Zapałki podzieliłem na odcinki o długościach 2 oraz 1 cm:


Następnie kawałki zapałek o długości 1 cm poprzyklejałem, korzystając z kleju wikolowego, do spodniej strony siedzeń przyszłych krzeseł:


Poczekawszy, aż klej w miarę dobrze zwiąże i nieco przyschnie, przykleiłem z kolei odcinki 2 cm, będące zarazem tylnymi nogami krzesła, jak i częścią przyszłego oparcia:



Same oparcia wykonałem z podzielonych na połowę niewykorzystanych siedzeń:



Końcowy efekt mniej więcej taki jak poniżej - oczywiście wszelkie odstające "drzazgi" do oczyszczenia przed nałożeniem podkładu. Krzesła w powiększeniu mogą wydawać się nieco siermiężne, ale po zamontowaniu w karczmie, wśród mnogości detali, powinny dać radę. Zdecydowaną ich zaletą jest bez wątpienia prostota i szybkość wykonania.

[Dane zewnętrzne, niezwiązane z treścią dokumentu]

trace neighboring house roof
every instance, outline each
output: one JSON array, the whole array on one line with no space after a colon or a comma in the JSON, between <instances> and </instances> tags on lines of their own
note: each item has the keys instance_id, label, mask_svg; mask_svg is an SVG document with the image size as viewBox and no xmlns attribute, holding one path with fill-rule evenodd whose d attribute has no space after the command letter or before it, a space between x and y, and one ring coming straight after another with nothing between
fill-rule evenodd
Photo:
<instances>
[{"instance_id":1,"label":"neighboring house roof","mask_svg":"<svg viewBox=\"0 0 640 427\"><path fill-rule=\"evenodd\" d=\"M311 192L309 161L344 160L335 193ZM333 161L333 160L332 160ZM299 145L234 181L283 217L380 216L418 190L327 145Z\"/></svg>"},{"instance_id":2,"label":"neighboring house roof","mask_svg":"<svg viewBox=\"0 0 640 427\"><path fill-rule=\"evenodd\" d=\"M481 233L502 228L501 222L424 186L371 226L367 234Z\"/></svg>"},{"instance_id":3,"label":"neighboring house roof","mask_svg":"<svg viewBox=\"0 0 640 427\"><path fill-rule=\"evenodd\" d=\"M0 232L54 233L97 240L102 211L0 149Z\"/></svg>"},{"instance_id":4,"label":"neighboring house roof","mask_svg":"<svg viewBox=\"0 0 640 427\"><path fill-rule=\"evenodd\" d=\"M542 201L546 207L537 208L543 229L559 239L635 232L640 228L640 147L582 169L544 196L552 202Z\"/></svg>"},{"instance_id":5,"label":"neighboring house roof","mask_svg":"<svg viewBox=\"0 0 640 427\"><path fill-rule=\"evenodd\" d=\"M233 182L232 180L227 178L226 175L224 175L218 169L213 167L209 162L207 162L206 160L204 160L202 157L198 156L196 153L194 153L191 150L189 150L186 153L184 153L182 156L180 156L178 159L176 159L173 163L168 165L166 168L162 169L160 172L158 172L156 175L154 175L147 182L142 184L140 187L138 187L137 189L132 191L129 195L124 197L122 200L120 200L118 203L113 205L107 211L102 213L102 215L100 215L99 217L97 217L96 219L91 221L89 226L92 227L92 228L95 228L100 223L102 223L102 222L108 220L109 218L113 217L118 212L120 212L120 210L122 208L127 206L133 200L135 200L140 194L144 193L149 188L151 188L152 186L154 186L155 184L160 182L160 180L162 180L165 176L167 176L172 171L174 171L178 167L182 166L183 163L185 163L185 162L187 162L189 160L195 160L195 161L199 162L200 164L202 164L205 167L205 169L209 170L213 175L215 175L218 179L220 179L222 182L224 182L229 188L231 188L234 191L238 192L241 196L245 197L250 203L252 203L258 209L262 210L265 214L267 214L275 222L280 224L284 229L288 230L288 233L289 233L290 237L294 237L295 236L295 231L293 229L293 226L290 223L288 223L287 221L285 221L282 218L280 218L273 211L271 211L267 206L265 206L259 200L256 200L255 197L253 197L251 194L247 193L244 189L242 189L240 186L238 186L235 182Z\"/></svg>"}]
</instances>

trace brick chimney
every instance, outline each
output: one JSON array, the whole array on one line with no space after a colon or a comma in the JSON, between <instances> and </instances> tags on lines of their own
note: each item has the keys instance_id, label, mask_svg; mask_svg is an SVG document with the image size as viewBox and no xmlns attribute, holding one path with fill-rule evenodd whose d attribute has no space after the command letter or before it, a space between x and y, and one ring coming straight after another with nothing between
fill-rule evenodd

Skalę zjawiska w świecie figurkowym ukaże Wam Valten-bez-prawej-ręki:


Ostatecznie z jednej szpatułki wyszło mi 17 (!) krzesełek - jak na jedną karczmę liczba całkowicie mnie satysfakcjonująca, zwłaszcza, że jako siedziska wokół stołów skonstruuję również ławy. Poniżej zaś zdjęcia grupowe:




P.S. Jakość zdjęć może chwilami pozostawiać nieco do życzenia, ale robione były telefonem, który akurat miałem podczas pracy nad krzesełkami pod ręką.

3 komentarze:

  1. Prosto i skutecznie :) Dzięki za tutorial.

    OdpowiedzUsuń
  2. Proponuję zrezygnować z tych kleszczy - nie jest to aż takie pracochłonne, by trzeba było robotę aż tak przyspieszać. Ja generalnie wychodzę z założenia, że drugi raz czegoś na pewno nie będzie mi się chciało wykonywać, więc staram się jednak przedkładać jakość nad szybkość.
    Pozdr.

    OdpowiedzUsuń
  3. Dziękuję Wam za komentarze :)!

    @badjaq
    Wychodzę z tego samego założenia co Ty, co do kwestii jakości, trwałości itp., natomiast nie wydaje mi się, by zrezygnowanie w tym konkretnym przypadku z użycia owych kleszczy miało większe znaczenie dla efektu końcowego, tym bardziej, że krzesełka będą i tak tylko jednym z wielu elementów makiety - nie sądzę, by ktoś zwrócił uwagę na gotowej makiecie, czy były cięte nożykiem, czy szczypcami bocznymi.